# BBQ Tri-Tip



## doslocosranch (Apr 24, 2006)

At Costco today, picked up some Tri-Tip. Popular on the west coast. Thought I would give it a try on the grill. I have smoked it before, but did a little indirect on weber.


----------



## Too Tall (May 21, 2004)

I'm a fan of Tri Tips. I've cooked them both ways and a Cali buddy told me to pull them between 125-130 degs internal and let it rest (wrapped) and then slice. Excellent cut of meat.


----------



## doslocosranch (Apr 24, 2006)

I just sliced, it was excellent. I am not sure I will by brisket again! I didn't pull till 145, let it rest in oven not wrapped. Solid medium to almost medium rare in center. My temp was a little over 250, w some soaked mesquite chunks on coals.
I may have to pull sooner and wrap just to try.


----------



## surfisher (Mar 8, 2012)

mmmmmm that looks good makes me want to fire mypit up tomorrow! looks awesome!


----------



## Law Dog (Jul 27, 2010)

Looks Delisious. Congrats!


----------



## mharris1 (May 29, 2010)

That looks awesome. Tri tip is by far my favorite cut of meat. I marinate them in soy sauce, beer, and fresh garlic for 48 hrs before cooking. Indirect over charcoal and mesquite is my favorite. They are also good sliced about 1" thick and cooked hot and fast over mesqite till rare/med rare.


----------



## sportster (Jan 31, 2012)

Tri Tip is great. I use to live in Santa Maria, CA. That one of the things I miss the most about living there, all the guys out in the parking lot grilling Tri Tip and selling them on the weekends. 

I've tried making a few since I've been here, good but not the same. I think the thing out there as to grill them over an open flame using red oak.


----------



## BF (Jun 7, 2007)

love tri tip--we cook it all the time at the ranch--


----------



## TXXpress (May 23, 2004)

We love tri-tip! I lived in CA for 8 years and the wife lived there for more years than myself. We spent two weeks there in July. We could only convince them to have tri-tip once! Can you believe that? I cooked it and used Rudy's Rub. We didn't have any leftovers! Dang! 
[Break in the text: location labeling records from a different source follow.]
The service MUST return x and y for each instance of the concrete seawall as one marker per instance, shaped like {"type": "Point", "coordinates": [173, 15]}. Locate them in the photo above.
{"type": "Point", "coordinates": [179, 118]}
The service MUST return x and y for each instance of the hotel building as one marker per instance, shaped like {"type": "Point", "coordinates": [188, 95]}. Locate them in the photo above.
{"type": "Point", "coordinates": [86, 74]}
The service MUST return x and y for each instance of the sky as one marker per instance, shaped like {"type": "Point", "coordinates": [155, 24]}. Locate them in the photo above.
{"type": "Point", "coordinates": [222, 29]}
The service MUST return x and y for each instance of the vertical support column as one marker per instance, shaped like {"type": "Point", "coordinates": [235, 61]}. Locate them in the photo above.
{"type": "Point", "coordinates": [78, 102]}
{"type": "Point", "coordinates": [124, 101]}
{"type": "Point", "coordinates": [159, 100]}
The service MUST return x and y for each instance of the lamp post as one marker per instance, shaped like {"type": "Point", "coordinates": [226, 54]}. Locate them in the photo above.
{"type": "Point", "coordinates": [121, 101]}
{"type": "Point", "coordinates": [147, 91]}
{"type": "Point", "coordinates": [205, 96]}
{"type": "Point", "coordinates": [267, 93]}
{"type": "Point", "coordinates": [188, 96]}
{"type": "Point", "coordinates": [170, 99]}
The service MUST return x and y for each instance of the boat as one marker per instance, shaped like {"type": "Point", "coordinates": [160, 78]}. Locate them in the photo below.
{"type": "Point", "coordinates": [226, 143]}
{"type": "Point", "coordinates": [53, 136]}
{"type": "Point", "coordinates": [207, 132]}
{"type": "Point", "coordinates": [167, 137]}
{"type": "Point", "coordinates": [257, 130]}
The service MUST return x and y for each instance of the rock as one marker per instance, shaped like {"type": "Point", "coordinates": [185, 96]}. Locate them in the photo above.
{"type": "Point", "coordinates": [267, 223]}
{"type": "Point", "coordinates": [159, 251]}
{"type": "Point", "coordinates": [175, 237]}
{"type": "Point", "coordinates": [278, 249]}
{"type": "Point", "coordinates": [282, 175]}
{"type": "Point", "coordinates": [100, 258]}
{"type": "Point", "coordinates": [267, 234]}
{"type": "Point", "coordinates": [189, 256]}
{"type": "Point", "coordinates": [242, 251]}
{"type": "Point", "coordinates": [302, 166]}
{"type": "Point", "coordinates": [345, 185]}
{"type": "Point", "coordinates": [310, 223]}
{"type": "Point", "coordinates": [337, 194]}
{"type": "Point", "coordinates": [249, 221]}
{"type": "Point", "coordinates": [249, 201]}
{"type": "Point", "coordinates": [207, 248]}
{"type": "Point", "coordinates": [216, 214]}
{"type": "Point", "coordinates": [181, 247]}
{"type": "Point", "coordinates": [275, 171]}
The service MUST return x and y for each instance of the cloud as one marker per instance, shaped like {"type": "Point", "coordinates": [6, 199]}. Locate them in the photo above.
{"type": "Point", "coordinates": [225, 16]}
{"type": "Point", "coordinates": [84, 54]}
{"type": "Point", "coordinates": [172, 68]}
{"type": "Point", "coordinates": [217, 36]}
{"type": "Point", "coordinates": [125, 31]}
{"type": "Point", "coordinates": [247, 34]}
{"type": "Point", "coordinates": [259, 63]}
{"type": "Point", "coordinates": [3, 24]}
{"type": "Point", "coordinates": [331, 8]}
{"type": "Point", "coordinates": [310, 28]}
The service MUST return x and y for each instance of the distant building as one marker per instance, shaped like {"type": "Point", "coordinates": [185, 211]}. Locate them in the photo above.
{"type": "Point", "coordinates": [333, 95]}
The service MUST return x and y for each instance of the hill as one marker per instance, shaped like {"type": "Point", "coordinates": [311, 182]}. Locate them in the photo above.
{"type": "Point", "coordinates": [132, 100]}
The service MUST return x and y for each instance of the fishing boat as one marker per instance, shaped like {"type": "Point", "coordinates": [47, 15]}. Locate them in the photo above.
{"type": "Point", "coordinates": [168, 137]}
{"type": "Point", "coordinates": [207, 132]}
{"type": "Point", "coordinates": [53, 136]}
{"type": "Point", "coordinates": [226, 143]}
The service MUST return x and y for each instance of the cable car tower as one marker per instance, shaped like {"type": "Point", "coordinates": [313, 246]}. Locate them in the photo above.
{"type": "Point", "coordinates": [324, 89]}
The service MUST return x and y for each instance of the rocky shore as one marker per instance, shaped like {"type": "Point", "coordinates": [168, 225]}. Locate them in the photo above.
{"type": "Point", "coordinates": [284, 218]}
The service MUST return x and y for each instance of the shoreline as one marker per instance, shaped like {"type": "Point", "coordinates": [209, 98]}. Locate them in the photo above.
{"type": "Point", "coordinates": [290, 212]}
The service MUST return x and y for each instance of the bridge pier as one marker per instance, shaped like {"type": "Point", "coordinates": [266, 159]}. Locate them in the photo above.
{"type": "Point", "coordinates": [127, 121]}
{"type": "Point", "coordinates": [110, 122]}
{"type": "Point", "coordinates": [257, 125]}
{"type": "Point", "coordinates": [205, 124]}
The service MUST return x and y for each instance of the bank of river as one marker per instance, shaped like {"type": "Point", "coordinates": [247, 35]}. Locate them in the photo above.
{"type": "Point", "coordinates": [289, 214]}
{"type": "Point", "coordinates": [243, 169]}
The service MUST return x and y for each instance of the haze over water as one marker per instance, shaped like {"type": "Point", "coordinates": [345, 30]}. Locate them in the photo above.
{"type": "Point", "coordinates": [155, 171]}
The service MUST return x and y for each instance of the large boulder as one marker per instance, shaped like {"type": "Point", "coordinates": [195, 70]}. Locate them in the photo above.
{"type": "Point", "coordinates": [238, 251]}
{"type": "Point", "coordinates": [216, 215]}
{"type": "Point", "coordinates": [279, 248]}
We just might have to join Costco for the tri-tip!


----------



## texasred (Jan 29, 2005)

That looks great! Hey where did you get that rack that fits in a pan? Or did you build it?


----------



## jtburf (May 26, 2004)

texasred said:


> That looks great! Hey where did you get that rack that fits in a pan? Or did you build it?


That rack is just an upside down rib rack.

you can get them at any academy.

http://www.academy.com/webapp/wcs/stores/servlet/Product_10151_10051_525707_-1?N=578846090

John


----------



## tpool (Aug 21, 2005)

Tri Tip is awesome! But I can't readily find it (I was told that if you request from HEB they will order it for you, but I want to be able to buy it quick). Any ideas?

T-BONE


----------



## dash8dvr (Jun 6, 2006)

tpool said:


> Tri Tip is awesome! But I can't readily find it (I was told that if you request from HEB they will order it for you, but I want to be able to buy it quick). Any ideas?
> 
> T-BONE


I've purchased tri-tip off the shelf at three different HEB's in the Spring/Woodlands area. Should be mixed in with the steaks/roasts.


----------



## Too Tall (May 21, 2004)

tpool said:


> Tri Tip is awesome! But I can't readily find it (I was told that if you request from HEB they will order it for you, but I want to be able to buy it quick). Any ideas?
> 
> T-BONE


ask your butcher to order you some. meat code 185D. try to get the 17# bags. That will get you 6-7 tri tips fat already removed. 185C still has the fat if you want to pay for it.


----------



## tpool (Aug 21, 2005)

Thanks Fellers! Can't wait to order or find at HEB...

T-BONE


----------



## On The Hook (Feb 24, 2009)

Stopped by Moody's Meats and picked up a Tri-Tip on Saturday. Sunday afternoon, took the Tri-Tip out and put a coating of "Jimmy O's Texas Spicy Rub BBQ Grilling Seasoned Salt" seasoning on all over on both sides. 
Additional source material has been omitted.